Дзен футбола и другие истории
Шрифт:
Если есть недостатки, то всегда отдельные. И как гарант незыблемого порядка в каждом выпуске новостей по русскому обычаю трижды показывают поцелуй Кремля: озабоченного Путина.
По старой памяти я привык считать однообразие тотальным. В мое время на одну советскую власть приходилась одна антисоветская. Собственно, от этой унылой арифметики я и сбежал в Америку. Одни говорят – за колбасой, другие – за свободой, третьи – за выбором, позволяющим выпасть из большой общей жизни в маленькую, но свою.
Я все прощаю американскому телевидению просто потому, что его много. Даже в дни национальных катастроф или празднеств американский телевизор оставляет лазейку для любителей пирогов и пышек, поклонников гольфа и покера, сторонников садоводства и однополой любви.
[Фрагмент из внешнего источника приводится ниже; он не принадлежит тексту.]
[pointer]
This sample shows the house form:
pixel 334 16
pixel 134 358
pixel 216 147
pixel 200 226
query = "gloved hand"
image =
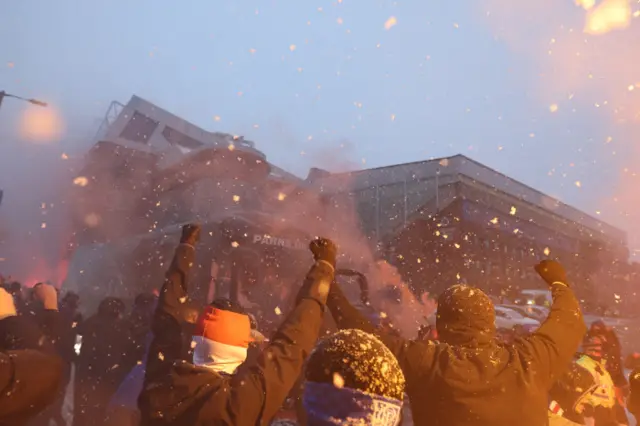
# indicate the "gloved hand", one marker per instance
pixel 318 282
pixel 190 234
pixel 325 250
pixel 7 305
pixel 46 294
pixel 552 272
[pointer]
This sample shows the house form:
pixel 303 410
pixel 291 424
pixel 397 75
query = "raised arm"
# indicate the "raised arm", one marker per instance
pixel 551 348
pixel 267 383
pixel 174 314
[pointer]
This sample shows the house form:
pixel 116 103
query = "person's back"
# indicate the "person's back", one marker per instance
pixel 474 379
pixel 469 378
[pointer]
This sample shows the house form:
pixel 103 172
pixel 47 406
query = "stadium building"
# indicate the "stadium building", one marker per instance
pixel 456 220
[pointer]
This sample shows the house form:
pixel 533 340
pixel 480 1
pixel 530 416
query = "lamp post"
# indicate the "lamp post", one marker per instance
pixel 4 94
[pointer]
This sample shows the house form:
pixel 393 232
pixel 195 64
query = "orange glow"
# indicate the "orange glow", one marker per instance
pixel 608 16
pixel 41 125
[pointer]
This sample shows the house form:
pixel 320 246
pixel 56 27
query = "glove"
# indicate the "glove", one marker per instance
pixel 318 282
pixel 190 234
pixel 324 250
pixel 46 294
pixel 552 272
pixel 7 305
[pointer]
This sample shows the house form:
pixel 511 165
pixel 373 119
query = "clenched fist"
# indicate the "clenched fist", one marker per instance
pixel 190 234
pixel 47 294
pixel 552 272
pixel 324 249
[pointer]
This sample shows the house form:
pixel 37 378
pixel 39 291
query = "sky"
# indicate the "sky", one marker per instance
pixel 519 86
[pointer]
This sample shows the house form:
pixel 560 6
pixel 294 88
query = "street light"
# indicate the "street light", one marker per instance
pixel 4 94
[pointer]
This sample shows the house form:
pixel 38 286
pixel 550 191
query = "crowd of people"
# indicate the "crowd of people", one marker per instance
pixel 170 362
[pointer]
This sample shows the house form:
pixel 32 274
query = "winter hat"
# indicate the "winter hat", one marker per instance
pixel 221 337
pixel 7 305
pixel 593 345
pixel 465 316
pixel 585 384
pixel 352 378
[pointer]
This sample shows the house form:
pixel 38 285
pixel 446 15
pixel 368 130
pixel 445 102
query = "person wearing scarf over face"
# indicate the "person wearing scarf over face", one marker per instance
pixel 352 379
pixel 192 375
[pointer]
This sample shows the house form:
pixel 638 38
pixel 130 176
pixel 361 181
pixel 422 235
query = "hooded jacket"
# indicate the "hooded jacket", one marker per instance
pixel 176 392
pixel 469 378
pixel 28 384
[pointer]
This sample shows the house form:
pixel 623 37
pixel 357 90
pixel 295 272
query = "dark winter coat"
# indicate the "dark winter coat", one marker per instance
pixel 38 331
pixel 178 393
pixel 29 381
pixel 30 370
pixel 480 381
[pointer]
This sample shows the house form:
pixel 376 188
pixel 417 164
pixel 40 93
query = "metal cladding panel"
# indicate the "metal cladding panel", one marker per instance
pixel 492 219
pixel 460 165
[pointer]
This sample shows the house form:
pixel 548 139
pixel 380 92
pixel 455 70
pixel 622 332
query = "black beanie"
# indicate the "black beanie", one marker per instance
pixel 465 316
pixel 570 388
pixel 356 360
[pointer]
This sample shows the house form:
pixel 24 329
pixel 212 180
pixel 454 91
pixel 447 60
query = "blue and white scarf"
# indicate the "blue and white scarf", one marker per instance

Есть у нас даже звериный канал для моего сибирского кота Геродота, но он, перепутав полушария, интересуется только пингвинами.
ЖАЛОБЫ ТУРКА
Народовластие! – напрямик, как Штурман Жорж у Булгакова, врезался в склоку потомственный гусар и профессор. – Когда четыре пятых горячо поддерживают президента, демократия санкционирует диктатуру.
– За Брежнева голосовали 99 процентов, но мы же не считали выборы гласом народа.
– И зря. Vox populi – vox dei, а человеку там делать нечего.
Наш диалог разворачивался в декорациях, максимально приближенных к отечественным. В этом северном штате течет Русская речка, стоит малолюдная Москва, здесь водились Солженицыны, боровики и слависты.
Последние встречались чаще всего, во всяком случае – мне. Местные их не отличают от остальных, беззлобно терпя чужие ритуалы. Что не так просто.
Зимой еще ничего, а летом слависты тучами слетаются на костры, чтобы до рассвета петь сталинские песни. Музыку знают все, но только самые непримиримые помнят слова. Привыкнув называть Россию «совдепией», они не признают перемен, и никому – после Колчака – не верят. С молодежью у них нет ничего общего, кроме языка, конечно, – английского. С русским – безнадежно. Если письмо начинается «Уважаемый господин», его бросают, не читая ("Так, – учил меня секретарь Бунина Андрей Седых, – обращаются к лакеям, порядочному человеку пишут «многоуважаемый»). С литературой – не лучше. После Куприна все не в счет. Иногда, правда, исключение делается для Шолохова: все–таки – казак.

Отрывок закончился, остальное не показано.